Quelques heures après la publication de cet article, le critique gastronomique du Figaro, François Simon, réagit dans un billet via son blog ainsi que sur le site du quotidien. Présenté comme celui qui a inspiré le personnage d'Anton Ego dans le film Ratatouille, il avait été personnellement mis en cause à l'époque du drame, pour les critiques qu'il avait pu formuler dans les pages du quotidien à l'égard de Bernard Loiseau. "On a beaucoup écrit, alimenté des légendes, brodé une fausse histoire faite de 'rumeurs' et d''assassins' dont j'ai d'ailleurs été la cible privilégiée", fait savoir François Simon qui rapporte que selon lui, l'article de François-Régis Gaudry fournit "le plus loyal récit de ce tragique événement". Pour Thibault Danancher, au Point, pas question non plus de faire porter le costume d'assassin au guide Michelin. Pour lui L'Express martèle alors le rôle joué par le guide dans le suicide spectaculaire de Loiseau, mais "le seul à savoir n'est plus là". Et Guy Savoy partage son avis : "Que l'on ramène la mort de Bernard au Michelin, c'est du grand n'importe quoi".

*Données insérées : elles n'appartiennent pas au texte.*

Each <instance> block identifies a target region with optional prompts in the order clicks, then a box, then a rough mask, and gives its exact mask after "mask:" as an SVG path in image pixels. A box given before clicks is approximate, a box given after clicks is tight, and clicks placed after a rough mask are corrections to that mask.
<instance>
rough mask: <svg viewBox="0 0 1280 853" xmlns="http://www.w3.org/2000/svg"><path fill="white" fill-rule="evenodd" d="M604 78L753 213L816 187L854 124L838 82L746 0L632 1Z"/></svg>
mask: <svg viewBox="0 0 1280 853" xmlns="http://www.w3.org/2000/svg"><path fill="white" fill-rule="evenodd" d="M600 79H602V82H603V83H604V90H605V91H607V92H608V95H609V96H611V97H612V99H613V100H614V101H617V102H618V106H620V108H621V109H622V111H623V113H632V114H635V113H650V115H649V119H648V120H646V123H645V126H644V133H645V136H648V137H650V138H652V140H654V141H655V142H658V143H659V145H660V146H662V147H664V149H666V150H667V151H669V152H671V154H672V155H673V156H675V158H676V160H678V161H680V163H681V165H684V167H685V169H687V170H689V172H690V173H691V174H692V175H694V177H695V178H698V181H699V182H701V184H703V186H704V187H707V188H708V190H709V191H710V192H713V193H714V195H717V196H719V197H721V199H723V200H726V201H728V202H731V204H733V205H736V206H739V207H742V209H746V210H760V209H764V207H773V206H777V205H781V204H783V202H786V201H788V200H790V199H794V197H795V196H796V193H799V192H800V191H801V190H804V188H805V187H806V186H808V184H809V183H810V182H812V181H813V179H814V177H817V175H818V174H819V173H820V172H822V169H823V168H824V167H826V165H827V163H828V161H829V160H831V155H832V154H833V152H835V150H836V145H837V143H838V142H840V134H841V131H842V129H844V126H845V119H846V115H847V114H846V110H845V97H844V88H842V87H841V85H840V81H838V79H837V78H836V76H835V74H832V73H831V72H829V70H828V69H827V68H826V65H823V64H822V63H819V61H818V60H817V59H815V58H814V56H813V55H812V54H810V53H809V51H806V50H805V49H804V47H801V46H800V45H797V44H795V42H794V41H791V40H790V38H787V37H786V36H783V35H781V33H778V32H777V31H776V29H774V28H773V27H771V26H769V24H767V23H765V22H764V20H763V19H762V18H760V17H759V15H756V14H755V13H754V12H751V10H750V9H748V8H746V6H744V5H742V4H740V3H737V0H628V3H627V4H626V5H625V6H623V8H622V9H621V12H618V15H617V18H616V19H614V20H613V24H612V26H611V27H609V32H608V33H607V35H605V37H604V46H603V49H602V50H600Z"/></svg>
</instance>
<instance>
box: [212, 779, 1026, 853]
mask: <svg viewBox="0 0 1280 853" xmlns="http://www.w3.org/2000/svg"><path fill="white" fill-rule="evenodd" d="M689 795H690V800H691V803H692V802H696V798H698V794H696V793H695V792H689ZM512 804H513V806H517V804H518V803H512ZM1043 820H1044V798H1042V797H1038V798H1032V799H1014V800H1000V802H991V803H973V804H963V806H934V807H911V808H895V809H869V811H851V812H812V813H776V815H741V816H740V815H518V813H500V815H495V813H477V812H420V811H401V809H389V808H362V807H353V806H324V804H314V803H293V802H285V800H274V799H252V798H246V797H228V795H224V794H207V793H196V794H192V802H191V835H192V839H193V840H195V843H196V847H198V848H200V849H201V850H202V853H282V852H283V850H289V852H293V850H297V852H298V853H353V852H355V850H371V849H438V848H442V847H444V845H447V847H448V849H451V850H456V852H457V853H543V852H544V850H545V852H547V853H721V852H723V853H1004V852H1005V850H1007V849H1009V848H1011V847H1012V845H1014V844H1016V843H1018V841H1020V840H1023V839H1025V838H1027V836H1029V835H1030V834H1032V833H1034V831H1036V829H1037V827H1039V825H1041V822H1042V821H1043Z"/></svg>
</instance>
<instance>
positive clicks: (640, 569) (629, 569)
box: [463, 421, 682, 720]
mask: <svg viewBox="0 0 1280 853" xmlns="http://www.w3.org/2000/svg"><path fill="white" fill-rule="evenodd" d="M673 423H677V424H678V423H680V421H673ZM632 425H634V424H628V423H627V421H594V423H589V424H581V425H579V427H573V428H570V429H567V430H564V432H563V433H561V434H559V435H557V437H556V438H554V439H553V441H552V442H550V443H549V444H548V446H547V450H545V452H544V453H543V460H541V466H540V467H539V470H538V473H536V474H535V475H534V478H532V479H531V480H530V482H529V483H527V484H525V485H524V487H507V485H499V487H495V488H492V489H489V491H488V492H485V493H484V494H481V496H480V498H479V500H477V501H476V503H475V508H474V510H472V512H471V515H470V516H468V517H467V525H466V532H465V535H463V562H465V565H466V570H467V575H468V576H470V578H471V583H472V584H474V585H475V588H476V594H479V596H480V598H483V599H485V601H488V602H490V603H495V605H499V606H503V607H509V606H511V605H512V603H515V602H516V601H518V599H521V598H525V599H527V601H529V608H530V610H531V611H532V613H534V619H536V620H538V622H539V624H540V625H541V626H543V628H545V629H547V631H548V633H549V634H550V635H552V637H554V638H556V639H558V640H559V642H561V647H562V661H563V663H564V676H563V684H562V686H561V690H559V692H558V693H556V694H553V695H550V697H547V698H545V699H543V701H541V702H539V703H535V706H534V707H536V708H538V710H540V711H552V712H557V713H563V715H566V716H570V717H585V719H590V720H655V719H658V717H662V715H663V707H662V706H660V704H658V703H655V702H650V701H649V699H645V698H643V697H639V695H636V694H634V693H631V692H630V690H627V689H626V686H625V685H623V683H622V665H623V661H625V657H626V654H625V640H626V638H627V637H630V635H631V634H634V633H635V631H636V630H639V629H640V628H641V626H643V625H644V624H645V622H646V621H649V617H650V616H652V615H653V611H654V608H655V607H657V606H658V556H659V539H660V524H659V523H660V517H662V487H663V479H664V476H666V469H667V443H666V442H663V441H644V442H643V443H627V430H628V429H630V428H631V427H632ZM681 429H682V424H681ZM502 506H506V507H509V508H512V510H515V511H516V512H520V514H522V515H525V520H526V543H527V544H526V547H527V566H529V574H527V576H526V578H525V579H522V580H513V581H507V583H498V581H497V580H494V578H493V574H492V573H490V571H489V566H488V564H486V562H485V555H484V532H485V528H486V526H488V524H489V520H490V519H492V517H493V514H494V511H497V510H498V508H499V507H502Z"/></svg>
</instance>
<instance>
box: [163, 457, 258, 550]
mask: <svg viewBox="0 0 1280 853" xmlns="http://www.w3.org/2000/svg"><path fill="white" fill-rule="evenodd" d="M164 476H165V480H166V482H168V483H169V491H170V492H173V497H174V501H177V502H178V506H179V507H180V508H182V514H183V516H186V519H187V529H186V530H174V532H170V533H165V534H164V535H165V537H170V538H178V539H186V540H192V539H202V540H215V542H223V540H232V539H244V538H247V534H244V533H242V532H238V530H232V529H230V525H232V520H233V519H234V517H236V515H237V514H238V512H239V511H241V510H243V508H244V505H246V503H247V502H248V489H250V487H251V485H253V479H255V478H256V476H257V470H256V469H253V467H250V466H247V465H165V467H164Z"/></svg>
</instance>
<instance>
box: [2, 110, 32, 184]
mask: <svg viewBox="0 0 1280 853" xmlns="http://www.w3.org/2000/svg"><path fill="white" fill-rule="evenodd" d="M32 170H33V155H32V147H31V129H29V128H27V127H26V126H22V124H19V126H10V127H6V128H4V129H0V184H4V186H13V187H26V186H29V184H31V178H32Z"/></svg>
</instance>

Un mois après la publication du papier de L'Express, c'est la veuve de Bernard Loiseau, Dominique, qui réagit. Dans Le Point, elle dénonce l'attitude du journaliste à qui l'on doit le génial Très très bon (Paris Première) qui aurait caché à la famille ses véritables intentions. Elle y réitère aussi les accusations présentes dans son droit de réponse à l'encontre de François Simon, pointant du doigt l'une de ses critiques publiées début février 2003 dans Le Figaro. Le chroniqueur culinaire y écrivait que Bernard Loiseau était "légitimement menacé" par le Michelin. "Ce mot 'légitimement', Bernard ne l'a jamais compris, et surtout jamais accepté. Je suis intimement convaincue que si François Simon avait eu un minimum de courage et de droiture pour s'en expliquer simplement avec Bernard, nous n'en serions peut-être pas là", estime Dominique Loiseau. De quoi faire grincer des dents François Régis Gaudry qui lui répond : "Vous décidez, dix ans après les faits, d'accuser ad hominem François Simon pour des propos tenus dans les colonnes de son journal quelques semaines avant le drame. Pendant dix ans, vous avez toujours dédouané ce journaliste : le voici aujourd'hui votre bouc émissaire. Permettez-moi de ne déceler, dans cette étrange volte-face, qu'une stratégie médiatique pour défendre l'image de votre groupe auprès du guide Michelin."